The chain of events consists of 9 steps:
- The client creates an email, destined for user@confi.local.
- This email is sent to the mail server on the BLACK network.
- The mail server fetches the MX-record of the domain 'confi.local'. This identifies the BLACK proxy as the destination mail server.
- The mail server delivers the mail to the BLACK proxy via SMTP.
- The BLACK proxy sends the mail to the RED proxy via the hardware Data Diode.
- The RED proxy rewrites the domain of the email recipient from @confi.local to @reddomain.local.
- The RED proxy fetches the MX-record of the domain 'reddomain.local'. This identifies the mail server on the RED network as the destination mail server.

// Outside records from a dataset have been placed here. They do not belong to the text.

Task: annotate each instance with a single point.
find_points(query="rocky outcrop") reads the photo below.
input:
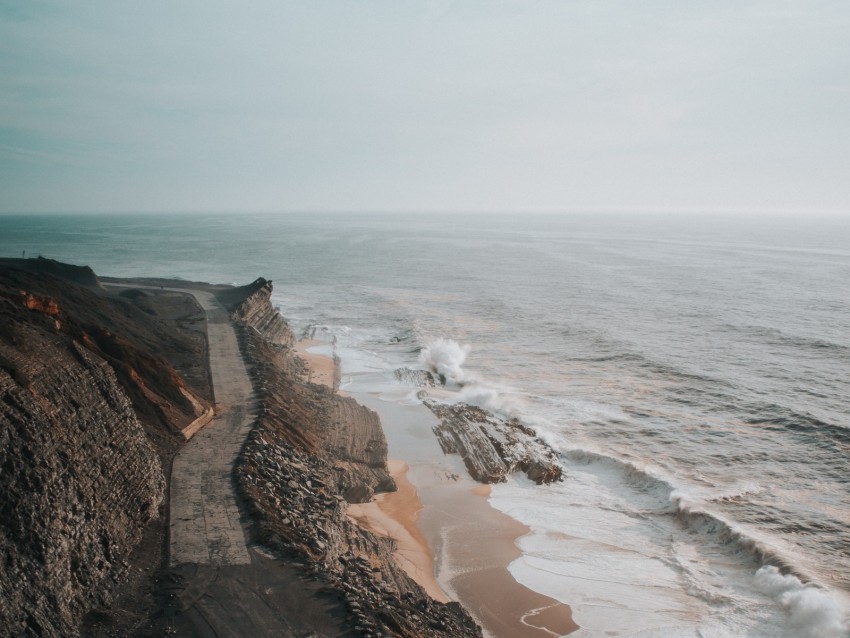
(79, 478)
(492, 447)
(251, 305)
(310, 454)
(416, 378)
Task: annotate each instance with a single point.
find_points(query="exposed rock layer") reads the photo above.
(311, 453)
(251, 305)
(492, 447)
(79, 477)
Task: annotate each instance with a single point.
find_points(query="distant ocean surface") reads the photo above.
(692, 371)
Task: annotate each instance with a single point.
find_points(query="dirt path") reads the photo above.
(218, 584)
(205, 525)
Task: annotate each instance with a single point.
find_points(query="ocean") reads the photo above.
(692, 371)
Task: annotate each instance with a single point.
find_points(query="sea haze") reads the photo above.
(692, 371)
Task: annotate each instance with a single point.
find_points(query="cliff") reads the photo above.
(310, 454)
(96, 385)
(251, 306)
(79, 478)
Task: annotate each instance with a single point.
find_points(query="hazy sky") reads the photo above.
(441, 105)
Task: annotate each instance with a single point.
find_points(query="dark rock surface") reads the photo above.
(251, 305)
(311, 453)
(492, 447)
(78, 477)
(95, 386)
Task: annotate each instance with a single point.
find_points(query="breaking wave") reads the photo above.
(812, 611)
(445, 358)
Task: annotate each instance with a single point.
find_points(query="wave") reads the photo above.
(776, 337)
(691, 513)
(805, 426)
(321, 332)
(812, 611)
(445, 358)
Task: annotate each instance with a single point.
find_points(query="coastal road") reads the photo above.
(218, 584)
(205, 525)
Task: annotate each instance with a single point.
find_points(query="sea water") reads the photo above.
(692, 371)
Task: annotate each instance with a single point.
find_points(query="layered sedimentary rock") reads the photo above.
(251, 305)
(91, 408)
(492, 447)
(310, 454)
(78, 476)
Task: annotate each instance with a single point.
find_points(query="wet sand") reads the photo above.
(321, 368)
(394, 514)
(450, 540)
(471, 542)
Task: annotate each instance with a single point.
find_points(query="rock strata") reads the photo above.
(492, 447)
(251, 305)
(78, 476)
(311, 453)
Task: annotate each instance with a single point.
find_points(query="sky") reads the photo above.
(379, 105)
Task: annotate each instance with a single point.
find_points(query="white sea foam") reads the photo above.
(812, 611)
(445, 357)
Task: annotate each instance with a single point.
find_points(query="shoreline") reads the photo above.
(471, 542)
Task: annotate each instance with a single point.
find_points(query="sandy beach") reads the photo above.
(443, 522)
(449, 539)
(321, 369)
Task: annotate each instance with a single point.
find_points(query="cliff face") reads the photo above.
(251, 305)
(78, 476)
(91, 408)
(310, 454)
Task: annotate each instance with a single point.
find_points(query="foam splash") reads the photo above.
(812, 611)
(445, 357)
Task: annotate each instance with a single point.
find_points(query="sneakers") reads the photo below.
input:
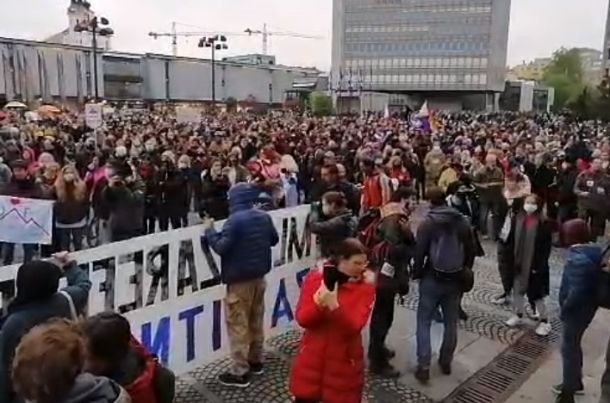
(558, 390)
(234, 381)
(544, 329)
(514, 321)
(445, 368)
(422, 375)
(256, 368)
(501, 300)
(385, 371)
(533, 315)
(565, 398)
(389, 353)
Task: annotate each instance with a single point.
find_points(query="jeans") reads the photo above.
(605, 392)
(29, 250)
(70, 236)
(432, 294)
(150, 224)
(381, 322)
(164, 221)
(571, 351)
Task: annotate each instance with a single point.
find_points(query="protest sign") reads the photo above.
(168, 286)
(25, 220)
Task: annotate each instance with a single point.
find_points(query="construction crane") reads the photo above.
(174, 34)
(266, 34)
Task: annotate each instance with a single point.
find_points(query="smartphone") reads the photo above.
(332, 277)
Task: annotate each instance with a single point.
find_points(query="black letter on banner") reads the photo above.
(159, 273)
(304, 245)
(207, 252)
(106, 286)
(283, 242)
(186, 257)
(136, 278)
(7, 290)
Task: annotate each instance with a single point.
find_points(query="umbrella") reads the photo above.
(48, 110)
(15, 105)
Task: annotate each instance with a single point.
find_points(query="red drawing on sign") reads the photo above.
(24, 219)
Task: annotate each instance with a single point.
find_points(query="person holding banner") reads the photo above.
(244, 245)
(22, 185)
(335, 305)
(71, 208)
(37, 301)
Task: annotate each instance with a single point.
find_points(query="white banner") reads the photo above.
(168, 286)
(94, 115)
(25, 220)
(186, 114)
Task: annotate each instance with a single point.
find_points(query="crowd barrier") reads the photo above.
(168, 286)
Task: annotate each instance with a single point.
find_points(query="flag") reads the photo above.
(421, 120)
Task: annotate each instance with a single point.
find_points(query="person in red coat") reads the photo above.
(335, 304)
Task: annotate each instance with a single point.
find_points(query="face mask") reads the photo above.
(530, 208)
(326, 209)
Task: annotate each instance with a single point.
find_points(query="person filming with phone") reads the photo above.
(335, 304)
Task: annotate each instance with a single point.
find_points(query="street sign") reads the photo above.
(93, 115)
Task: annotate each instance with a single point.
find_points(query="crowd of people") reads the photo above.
(513, 178)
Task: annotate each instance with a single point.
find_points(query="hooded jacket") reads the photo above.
(579, 280)
(246, 239)
(334, 230)
(438, 220)
(92, 389)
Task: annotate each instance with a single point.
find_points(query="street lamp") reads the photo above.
(217, 42)
(97, 26)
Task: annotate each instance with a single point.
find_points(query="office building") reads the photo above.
(78, 12)
(452, 52)
(61, 73)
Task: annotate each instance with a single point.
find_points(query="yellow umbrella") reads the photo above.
(15, 105)
(49, 110)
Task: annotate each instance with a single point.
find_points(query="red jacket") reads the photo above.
(142, 390)
(330, 364)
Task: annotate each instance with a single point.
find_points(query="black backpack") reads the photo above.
(603, 283)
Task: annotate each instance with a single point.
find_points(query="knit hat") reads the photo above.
(36, 281)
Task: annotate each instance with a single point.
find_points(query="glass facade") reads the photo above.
(419, 44)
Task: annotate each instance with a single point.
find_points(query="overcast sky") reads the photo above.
(537, 26)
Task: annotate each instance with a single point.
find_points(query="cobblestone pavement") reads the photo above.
(485, 322)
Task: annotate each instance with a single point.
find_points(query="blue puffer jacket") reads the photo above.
(246, 239)
(578, 283)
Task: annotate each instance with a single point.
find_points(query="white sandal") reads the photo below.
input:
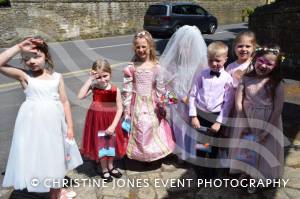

- The RED proxy delivers the message to the mail server via SMTP.
- The client retrieves the message from the mail server.
-
Syslog/SNMP
The Fox DataDiode software supports Syslog/SNMP based on the UDP streaming protocol. This feature enables users to send syslog messages, SNMP traps, video streams etc. from the black to the red network. Since different ports can be used for UDP data transfer, setting these port numbers is part of the configuration. The port numbers for the BLACK and RED proxy must be the same, but the RED proxy offers the possibility to forward data to different port numbers on the destination target.
As illustrated in the above figure, two clients send simultaneously UDP streams through the Fox DataDiode solution. On the BLACK proxy the administrator can configure the source IP address and source port. On the RED proxy the target IP and target port can be configured for each stream individually.
Streaming through the Fox DataDiode can reach throughputs up to 800 MBits/s.
-
TCP
The Fox DataDiode supports raw socket data transfers based on TCP. The diode software on the BLACK side acts as a listening server that receives raw data from systems on the network and forwards it through the hardware Data Diode. The RED proxy server receives the data and uses a client raw socket to forward this data to the specified destination on the network.
TCP is natively supported by the Fox DataDiode windows service and optional for the OpenBSD Fox DataDiode software.
-
UDP
The Fox DataDiode software supports one-way UDP traffic. This feature enables users to send syslog messages, SNMP traps, video streams etc. from the black to the red network. Since different ports can be used for UDP data transfer, setting these port numbers is part of the configuration. The port numbers for the BLACK and RED proxy must be the same, but the RED proxy offers the possibility to forward data to different port numbers on the destination target.
As illustrated in the above figure, two clients send simultaneously UDP streams through the Fox DataDiode solution. On the BLACK proxy the administrator can configure the source IP address and source port. On the RED proxy the target IP and target port can be configured for each stream individually.
Streaming through the Fox DataDiode can reach throughputs up to 800 MBits/s.